No significant circularity

full rationale

The paper derives rototranslational sum rules from Galilean covariance and symmetry requirements applied to the Schrödinger equation with adapted pseudopotentials. These are external physical constraints, not self-definitions or fitted inputs. No step reduces a claimed prediction to a parameter fit or self-citation chain; the velocity-dependent nonlocal operator is introduced to enforce covariance rather than being defined circularly from the target sum rules. The approach is self-contained against external benchmarks like Larmor theorem and Drude weight equivalence.

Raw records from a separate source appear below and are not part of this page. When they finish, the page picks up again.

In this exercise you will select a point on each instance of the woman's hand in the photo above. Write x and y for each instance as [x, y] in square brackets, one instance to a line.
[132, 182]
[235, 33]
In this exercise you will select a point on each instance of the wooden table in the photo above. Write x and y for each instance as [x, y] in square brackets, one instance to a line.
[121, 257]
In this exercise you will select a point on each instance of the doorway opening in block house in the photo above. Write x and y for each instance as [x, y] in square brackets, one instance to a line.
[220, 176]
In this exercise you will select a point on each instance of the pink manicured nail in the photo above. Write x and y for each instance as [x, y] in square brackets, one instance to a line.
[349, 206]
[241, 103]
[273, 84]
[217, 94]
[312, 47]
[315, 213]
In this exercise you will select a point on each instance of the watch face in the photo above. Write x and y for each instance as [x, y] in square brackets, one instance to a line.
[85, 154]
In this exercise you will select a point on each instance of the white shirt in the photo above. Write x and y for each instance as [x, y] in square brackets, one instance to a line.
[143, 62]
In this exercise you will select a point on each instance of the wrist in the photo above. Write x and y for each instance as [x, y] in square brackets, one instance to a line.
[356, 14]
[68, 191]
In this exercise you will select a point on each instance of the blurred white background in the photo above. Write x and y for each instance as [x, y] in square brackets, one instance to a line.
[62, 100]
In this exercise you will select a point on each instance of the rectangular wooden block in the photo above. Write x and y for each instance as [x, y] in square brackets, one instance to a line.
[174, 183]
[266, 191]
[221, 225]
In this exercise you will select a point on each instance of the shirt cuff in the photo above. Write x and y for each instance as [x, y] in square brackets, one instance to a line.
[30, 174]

Axiom & Free-Parameter Ledger

0 free parameters · 2 axioms · 1 invented entities

The work rests on standard quantum-mechanical symmetries and domain assumptions from electronic structure theory; the velocity-dependent operator is introduced as a methodological adjustment rather than a new physical entity.

axioms (2)
  • standard math Galilean covariance must hold for the Schrödinger equation in the presence of moving nuclei
    Invoked as the physical requirement that the pseudopotential adaptation must satisfy.
  • domain assumption Rototranslational symmetry holds exactly in the adiabatic limit and extends to the nonadiabatic regime via sum rules
    Basis for generalizing the sum rules to frequency-dependent susceptibility.
invented entities (1)
  • velocity-dependent nonlocal operator in pseudopotential no independent evidence
    purpose: To enforce sum rules and restore Galilean invariance in numerical implementations
    Introduced as the technical solution to observed violations; no independent evidence provided in abstract.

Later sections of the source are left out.